3 Experiments Results

In this section, we compared FISM with MRApriori [4], YAFIM [3], DPBM [1] and PFP-growth (parallel FP-Growth [2] algorithm implemented by Spark team) to evaluate its performance. We implemented all the algorithms in Spark1.5.0. All the datasets are stored in HDFS and the cluster consists of 4 nodes and each node has 4 Intel Xeon cores with 2.60 GHz, 22.5 GB memory and 1 TB disk. The running system is CentOS6.5 and the version JDK is 1.7. Last but not least, the correctness of all the algorithms mentioned above are exactly same. Table 1 are characteristics of the datasets. Table 2 are results of experiments.

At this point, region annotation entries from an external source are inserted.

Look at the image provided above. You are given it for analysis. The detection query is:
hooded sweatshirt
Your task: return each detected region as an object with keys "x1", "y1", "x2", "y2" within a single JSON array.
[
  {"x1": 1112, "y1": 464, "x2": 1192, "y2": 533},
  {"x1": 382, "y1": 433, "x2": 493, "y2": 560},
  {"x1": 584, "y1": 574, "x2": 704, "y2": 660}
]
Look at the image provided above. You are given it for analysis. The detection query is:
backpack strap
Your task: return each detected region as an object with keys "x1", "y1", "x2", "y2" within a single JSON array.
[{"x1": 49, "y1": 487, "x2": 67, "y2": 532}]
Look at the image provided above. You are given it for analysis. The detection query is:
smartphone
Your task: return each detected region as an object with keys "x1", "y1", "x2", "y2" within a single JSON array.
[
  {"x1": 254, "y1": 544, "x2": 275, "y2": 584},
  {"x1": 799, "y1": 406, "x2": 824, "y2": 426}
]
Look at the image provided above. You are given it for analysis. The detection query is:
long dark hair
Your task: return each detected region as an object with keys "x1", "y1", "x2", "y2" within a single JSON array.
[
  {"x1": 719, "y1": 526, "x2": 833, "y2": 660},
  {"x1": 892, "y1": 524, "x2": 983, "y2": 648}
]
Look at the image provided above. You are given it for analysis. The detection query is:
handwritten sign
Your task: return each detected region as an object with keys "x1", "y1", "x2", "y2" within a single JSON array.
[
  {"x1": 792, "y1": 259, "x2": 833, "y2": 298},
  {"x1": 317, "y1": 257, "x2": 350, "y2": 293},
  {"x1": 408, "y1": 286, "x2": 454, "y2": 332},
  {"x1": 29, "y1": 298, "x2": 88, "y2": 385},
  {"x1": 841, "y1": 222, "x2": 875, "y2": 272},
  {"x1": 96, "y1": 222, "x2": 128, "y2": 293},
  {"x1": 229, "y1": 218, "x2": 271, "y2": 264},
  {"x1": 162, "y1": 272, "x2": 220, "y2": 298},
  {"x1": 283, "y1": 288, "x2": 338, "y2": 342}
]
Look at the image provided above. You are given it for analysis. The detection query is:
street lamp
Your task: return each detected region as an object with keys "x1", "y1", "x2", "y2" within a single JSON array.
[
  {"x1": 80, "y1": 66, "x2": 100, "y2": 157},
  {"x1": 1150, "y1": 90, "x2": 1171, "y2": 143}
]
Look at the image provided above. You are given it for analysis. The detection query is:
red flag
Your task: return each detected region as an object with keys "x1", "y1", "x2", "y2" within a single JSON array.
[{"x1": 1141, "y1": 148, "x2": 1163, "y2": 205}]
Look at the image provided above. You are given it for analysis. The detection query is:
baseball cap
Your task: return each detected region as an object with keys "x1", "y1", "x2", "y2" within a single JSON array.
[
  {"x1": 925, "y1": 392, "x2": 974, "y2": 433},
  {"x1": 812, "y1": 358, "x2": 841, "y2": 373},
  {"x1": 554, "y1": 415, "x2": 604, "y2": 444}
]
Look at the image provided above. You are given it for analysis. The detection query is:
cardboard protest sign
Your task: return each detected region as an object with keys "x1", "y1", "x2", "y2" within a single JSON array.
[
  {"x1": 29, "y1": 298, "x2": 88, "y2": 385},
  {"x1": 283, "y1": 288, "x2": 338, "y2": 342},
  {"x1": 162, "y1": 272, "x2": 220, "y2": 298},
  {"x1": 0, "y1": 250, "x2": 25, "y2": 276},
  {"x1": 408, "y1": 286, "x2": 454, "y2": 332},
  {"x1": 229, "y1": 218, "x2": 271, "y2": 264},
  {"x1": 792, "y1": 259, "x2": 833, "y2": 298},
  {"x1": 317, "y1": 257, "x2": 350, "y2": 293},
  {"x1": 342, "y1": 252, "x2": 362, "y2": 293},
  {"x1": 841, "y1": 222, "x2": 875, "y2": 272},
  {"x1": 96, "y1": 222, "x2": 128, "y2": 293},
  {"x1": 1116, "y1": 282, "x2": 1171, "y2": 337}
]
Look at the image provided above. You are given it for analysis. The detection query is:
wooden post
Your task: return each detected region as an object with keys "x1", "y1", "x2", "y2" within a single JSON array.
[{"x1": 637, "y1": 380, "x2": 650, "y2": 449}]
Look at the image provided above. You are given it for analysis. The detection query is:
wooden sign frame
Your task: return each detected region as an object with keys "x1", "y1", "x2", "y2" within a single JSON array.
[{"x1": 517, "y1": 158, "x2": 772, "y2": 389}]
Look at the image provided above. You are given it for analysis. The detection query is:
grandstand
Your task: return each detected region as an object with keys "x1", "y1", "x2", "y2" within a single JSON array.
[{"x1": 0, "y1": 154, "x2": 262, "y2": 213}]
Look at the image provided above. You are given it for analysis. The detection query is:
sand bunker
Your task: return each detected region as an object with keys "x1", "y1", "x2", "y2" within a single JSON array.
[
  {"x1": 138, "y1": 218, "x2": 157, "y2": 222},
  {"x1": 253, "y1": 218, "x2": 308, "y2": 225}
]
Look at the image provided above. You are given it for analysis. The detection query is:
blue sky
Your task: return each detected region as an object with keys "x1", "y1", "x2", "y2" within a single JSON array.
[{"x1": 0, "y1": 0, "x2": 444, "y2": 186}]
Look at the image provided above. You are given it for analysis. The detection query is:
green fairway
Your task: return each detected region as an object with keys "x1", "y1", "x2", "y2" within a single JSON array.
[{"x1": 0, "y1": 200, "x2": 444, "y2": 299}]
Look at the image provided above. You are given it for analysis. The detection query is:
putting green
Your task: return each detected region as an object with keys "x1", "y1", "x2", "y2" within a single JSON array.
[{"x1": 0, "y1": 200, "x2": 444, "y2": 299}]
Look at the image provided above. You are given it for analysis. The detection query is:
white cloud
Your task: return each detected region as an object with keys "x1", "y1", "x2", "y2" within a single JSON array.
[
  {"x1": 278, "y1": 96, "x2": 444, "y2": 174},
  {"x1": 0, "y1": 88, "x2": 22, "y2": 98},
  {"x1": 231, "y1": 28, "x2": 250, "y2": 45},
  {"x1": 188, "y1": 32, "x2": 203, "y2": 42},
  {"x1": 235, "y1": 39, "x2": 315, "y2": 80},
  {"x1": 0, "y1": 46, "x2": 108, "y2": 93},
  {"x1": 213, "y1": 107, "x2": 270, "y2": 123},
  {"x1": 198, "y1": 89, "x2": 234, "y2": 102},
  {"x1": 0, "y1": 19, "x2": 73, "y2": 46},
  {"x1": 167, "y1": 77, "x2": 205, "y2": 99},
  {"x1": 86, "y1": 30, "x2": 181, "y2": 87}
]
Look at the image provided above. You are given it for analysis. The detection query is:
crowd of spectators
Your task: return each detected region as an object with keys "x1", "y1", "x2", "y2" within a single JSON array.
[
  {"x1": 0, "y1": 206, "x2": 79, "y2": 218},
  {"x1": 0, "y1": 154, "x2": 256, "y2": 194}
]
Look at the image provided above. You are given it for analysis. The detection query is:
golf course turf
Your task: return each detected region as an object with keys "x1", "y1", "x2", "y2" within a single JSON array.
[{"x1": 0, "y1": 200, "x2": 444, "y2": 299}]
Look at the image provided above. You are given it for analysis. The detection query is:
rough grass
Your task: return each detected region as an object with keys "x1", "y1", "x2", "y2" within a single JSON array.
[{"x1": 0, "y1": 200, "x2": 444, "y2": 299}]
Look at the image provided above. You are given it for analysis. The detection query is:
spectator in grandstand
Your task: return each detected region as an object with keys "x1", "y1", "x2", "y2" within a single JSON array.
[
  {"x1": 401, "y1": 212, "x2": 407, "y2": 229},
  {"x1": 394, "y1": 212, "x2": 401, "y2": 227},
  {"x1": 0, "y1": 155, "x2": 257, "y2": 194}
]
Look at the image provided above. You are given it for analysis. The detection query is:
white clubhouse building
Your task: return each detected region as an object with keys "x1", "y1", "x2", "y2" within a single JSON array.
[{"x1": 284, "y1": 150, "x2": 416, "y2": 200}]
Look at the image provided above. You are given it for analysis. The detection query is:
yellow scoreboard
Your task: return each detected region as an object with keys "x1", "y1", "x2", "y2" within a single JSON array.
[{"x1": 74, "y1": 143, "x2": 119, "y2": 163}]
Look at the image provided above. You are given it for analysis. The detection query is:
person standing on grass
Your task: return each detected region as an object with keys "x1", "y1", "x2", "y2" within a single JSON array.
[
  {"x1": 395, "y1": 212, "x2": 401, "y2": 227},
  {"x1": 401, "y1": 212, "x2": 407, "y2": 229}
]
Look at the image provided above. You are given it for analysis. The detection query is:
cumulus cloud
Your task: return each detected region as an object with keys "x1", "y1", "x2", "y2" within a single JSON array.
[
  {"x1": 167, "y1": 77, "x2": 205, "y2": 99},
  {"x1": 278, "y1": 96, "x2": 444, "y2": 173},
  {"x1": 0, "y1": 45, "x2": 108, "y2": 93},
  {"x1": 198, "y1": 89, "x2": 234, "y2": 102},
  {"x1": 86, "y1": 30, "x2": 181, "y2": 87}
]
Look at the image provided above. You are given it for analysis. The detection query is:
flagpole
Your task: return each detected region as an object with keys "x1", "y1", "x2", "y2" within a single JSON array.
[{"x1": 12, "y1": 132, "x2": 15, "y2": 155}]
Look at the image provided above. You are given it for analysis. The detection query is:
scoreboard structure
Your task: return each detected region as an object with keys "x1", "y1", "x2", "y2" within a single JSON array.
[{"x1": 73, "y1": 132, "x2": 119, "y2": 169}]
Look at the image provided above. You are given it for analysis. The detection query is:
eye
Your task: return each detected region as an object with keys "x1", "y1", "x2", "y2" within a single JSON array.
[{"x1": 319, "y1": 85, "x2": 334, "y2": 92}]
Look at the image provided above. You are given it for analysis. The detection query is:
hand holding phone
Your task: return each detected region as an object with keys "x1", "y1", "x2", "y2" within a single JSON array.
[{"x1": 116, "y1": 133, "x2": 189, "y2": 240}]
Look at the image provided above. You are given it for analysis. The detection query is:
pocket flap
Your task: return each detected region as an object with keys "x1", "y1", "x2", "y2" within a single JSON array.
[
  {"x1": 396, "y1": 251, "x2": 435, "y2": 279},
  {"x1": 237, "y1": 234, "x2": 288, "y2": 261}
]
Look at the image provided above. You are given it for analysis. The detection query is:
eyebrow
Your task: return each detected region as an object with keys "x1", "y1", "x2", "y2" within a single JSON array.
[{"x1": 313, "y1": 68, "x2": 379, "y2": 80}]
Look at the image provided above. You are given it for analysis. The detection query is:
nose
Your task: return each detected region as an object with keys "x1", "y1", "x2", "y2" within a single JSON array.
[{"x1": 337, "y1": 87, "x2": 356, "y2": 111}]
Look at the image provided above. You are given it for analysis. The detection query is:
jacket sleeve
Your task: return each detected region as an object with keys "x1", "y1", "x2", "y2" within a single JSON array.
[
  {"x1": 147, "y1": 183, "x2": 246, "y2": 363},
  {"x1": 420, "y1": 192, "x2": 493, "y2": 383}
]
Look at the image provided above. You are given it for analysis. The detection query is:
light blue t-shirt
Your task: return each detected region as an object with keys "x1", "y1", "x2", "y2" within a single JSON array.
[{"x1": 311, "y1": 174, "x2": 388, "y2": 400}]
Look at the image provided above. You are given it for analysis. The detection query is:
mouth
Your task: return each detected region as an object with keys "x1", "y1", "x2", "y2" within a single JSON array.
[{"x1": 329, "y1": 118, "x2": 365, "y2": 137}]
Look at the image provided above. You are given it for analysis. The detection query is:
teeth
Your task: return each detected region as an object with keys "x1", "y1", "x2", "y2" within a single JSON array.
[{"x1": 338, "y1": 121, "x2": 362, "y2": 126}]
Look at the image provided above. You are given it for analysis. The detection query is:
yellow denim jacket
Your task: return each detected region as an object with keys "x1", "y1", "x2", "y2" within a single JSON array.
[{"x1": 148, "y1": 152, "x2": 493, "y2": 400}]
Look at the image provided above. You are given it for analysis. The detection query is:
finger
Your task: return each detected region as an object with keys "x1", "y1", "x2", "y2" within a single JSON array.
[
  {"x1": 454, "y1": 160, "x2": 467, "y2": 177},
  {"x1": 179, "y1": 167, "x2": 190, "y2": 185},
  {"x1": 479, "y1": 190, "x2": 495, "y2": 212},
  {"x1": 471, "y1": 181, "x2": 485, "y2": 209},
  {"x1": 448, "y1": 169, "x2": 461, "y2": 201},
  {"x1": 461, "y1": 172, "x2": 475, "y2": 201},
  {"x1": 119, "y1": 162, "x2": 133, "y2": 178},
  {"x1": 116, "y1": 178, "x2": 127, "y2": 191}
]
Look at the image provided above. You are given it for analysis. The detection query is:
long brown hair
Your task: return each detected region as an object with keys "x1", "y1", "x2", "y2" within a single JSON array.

Table 1. Detail properties of datasets
Table 2. Experiments results

We can see that in every repetition and dataset, FISM outperforms all the others algorithms. For all the datasets, FISM is 1.8\(\times \) faster than PFP-growth, 20\(\times \) faster than YAFIM and 10\(\times \) faster than DPBM.

Figure 2 shows the sizeup performance of all algorithms. The x-axis shows the number of replicated times of dataset. FISM is always faster than any other algorithms. MRApriori and YAFIM are not included in Fig. 2 because they spend more than 24 h. At the same time, we can see that with the increasement of dataset, the FISM ’cost time are increasing in a nearly linear way.

Fig. 2.
figure 2

The sizeup performance of each algorithms

4 Conclusions

In order to accelerate frequent itemsets mining in big data era, this paper proposed FISM, a new distributed sparse boolean-matrix based frequent itemsets mining algorithm with Spark. It generate a sparse boolean matrix which shows whether one item is included in one transaction or not, then use the matrix to get all frequent itemsets. In this way, we only need to scan the dataset once. The experiments show that FISM is 1.8\(\times \) faster than PFP-growth, 20\(\times \) faster than YAFIM and 10\(\times \) faster than DPBM. In addition, the FISM also has a better performance in scalability.